Samstag, 28. Februar 2015

zu Gast beim D-Kader Bayern

Achim Reuther hatte mich eingeladen, am 28.03. einen Vortrag über ein paar meiner Ideen zum Thema Streckenflug nachzukommen und das habe ich dann auch sehr gerne gemacht.
Das Junioren D-Kader hatte sich in Regen einquartiert. Leiter ist Claus Triebel, den ich schon von einem Wettbewerb kenne.
Man muss natürlich sagen, daß die meisten der anwesenden Piloten mich in einem Wettbewerb stehen lassen würden und so war es denn auch mehr ein Meinungsaustausch wo jedes neue Bild sofort eine angeregte Diskussion auslöste. So bin ich in den verfügbaren 2 Stunden etwa mit 1/3 meiner Themen durchgekomen.
Interessant auch die komplett unterschiedlichen Ansichten zwischen Holger Back und Klaus Triebel zum Thema Linienfliegen etc. Holger anscheinend eher zu kleinen Umwegen bereit und Klaus eher Direktkurs Vollgas auf die nächste Wolke. Beides scheint ja gut zu funktionieren.
Das ist das besondere am Segelflug, daß man mit komplett unterschiedlichen Flugstilen sehr erfolgreich sein kann.
Danach folgte ein Vortrag eines Psychologen über Mentalcoaching. Der war aber sehr allgemein und doch sehr weit weg vom Segelfliegen. Viele interessante Denkansätze waren aber dabei.
Der krönende Abschluss für mich - und allein dafür hatte es sich schon gelohnt dort hin zu fahren, war ein Vortrag über Alpenfliegen von Benjamin Bachmaier.
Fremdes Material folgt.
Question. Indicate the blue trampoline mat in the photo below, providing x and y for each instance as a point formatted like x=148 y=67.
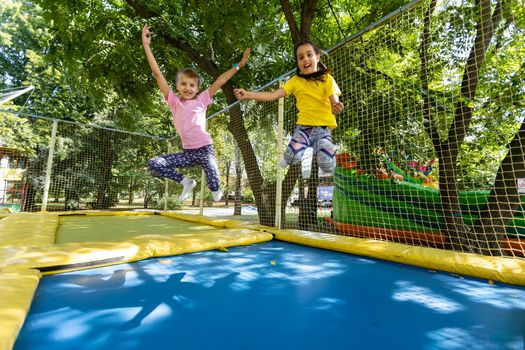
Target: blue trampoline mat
x=272 y=295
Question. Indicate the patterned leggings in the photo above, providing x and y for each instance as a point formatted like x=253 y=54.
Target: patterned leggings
x=165 y=165
x=317 y=137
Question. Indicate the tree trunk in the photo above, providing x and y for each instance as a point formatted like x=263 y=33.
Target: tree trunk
x=458 y=233
x=504 y=198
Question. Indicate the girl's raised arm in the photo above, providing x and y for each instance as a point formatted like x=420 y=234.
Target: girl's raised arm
x=161 y=81
x=224 y=77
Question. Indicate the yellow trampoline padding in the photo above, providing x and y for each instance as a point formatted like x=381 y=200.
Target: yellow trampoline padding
x=507 y=270
x=73 y=256
x=105 y=213
x=226 y=223
x=24 y=229
x=17 y=289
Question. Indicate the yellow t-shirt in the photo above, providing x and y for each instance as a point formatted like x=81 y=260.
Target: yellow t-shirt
x=312 y=100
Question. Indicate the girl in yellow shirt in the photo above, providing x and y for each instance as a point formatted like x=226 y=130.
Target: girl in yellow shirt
x=317 y=101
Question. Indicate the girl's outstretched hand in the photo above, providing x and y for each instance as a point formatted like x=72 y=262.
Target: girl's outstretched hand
x=146 y=35
x=337 y=107
x=240 y=94
x=245 y=57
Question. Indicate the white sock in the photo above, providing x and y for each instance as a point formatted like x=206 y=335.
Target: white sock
x=188 y=186
x=217 y=195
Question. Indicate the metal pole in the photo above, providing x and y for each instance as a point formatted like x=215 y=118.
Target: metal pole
x=47 y=181
x=203 y=180
x=166 y=183
x=201 y=204
x=279 y=183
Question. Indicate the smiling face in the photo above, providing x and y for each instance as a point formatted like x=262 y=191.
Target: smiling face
x=187 y=86
x=307 y=59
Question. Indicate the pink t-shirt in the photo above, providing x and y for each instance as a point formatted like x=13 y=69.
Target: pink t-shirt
x=189 y=118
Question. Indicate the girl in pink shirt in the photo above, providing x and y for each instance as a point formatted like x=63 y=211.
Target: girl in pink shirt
x=189 y=118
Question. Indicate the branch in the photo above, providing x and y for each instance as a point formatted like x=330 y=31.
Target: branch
x=292 y=24
x=429 y=124
x=307 y=15
x=205 y=64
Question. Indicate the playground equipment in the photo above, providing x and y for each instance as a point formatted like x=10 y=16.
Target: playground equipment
x=407 y=212
x=12 y=180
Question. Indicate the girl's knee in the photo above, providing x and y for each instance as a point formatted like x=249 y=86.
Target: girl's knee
x=154 y=163
x=327 y=167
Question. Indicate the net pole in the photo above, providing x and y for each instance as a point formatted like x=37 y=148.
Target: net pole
x=166 y=183
x=47 y=181
x=201 y=202
x=203 y=179
x=278 y=180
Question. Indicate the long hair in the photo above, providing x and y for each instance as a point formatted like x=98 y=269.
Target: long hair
x=316 y=76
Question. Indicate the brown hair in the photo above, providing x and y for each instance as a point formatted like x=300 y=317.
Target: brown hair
x=190 y=73
x=321 y=73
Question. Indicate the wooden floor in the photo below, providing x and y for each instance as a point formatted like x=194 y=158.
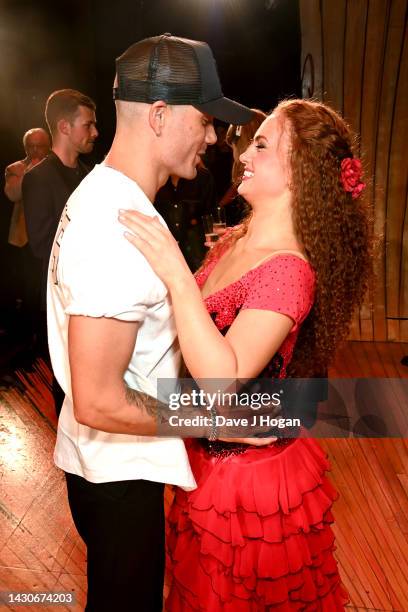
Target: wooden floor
x=40 y=549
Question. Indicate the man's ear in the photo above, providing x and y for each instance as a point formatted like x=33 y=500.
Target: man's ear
x=63 y=126
x=157 y=116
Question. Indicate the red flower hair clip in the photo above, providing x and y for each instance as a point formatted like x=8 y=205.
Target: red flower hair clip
x=351 y=173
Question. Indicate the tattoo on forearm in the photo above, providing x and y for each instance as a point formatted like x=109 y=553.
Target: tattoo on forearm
x=148 y=404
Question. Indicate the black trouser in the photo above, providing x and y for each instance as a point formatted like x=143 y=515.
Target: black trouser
x=122 y=525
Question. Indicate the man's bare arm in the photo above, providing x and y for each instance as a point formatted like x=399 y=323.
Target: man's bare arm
x=100 y=350
x=14 y=177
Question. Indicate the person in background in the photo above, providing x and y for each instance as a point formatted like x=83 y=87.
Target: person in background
x=24 y=272
x=239 y=137
x=274 y=299
x=182 y=204
x=70 y=116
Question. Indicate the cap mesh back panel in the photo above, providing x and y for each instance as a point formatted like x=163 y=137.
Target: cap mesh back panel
x=164 y=71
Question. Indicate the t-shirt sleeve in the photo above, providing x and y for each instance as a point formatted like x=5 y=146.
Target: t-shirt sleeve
x=103 y=275
x=283 y=284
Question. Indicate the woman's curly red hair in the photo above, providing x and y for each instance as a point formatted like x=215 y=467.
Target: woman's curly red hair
x=334 y=229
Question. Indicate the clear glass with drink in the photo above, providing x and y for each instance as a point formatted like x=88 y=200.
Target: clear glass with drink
x=211 y=235
x=219 y=221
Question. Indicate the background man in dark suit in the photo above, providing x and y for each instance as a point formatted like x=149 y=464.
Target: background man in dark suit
x=70 y=116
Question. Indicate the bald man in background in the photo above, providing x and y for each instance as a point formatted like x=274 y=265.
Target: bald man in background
x=24 y=269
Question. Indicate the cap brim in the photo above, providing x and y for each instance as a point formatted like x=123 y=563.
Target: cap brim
x=227 y=110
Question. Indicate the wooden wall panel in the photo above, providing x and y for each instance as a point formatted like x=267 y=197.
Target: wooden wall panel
x=333 y=32
x=311 y=54
x=354 y=46
x=383 y=205
x=396 y=271
x=375 y=41
x=404 y=279
x=363 y=74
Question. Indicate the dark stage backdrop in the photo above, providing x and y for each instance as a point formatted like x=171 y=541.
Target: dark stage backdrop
x=48 y=45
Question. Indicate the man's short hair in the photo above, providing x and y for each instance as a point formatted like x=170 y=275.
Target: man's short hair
x=33 y=131
x=64 y=104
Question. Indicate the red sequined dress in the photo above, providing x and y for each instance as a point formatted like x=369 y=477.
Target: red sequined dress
x=255 y=535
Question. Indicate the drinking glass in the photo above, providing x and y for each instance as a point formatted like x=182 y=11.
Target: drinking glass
x=219 y=221
x=211 y=236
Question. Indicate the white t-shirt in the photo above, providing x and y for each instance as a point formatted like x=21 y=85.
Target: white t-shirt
x=94 y=271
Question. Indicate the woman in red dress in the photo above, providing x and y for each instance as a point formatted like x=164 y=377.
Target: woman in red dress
x=274 y=298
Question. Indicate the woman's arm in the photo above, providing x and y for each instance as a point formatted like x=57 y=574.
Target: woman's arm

Wer ihn nicht kennt, er hat einen der besten Blogs in DE:
https://flugfieber.wordpress.com/
Sein Vortragsstil ist genauso unterhaltsam wie sein Blog !

Claus hat mich zum Training nach Feuerstein eingeladen. Ich werde gerne kommen und wahrscheinlich mehr dabei lernen als die Schüler.


Mittwoch, 25. Februar 2015

Wolkenstrassen

ich war mal wieder fleissig und hab an meinem Wolkenstrassensimulationen weiter programmiert. Als Grundlage für die folgenden Rechnungen diente mein Flug vom 11.12.2014


An diesem Tag war ich sehr schnell, die Frage ist aber:
Was wäre noch gegangen bzw. wie hätte ich es noch schneller fliegen können ?



Daher die Idee

Auswertung des IGC Files, Bestimmung des Luftmassensteigens und eine anschließende Simulation verschiedener Flugstile.

Zeile aus dem IGC File:
B1310182609234S01718447EA0344403598   'der Rest der Zeile ist der I record
        131018   2609234S  01718447E  A 03444      03598    
        hhmmss   Latitude  Longitude  A AltPress   AltGPS
Im I Record stecken dann noch spezifische Infos, Vario, Engine Noise Level TAS etc.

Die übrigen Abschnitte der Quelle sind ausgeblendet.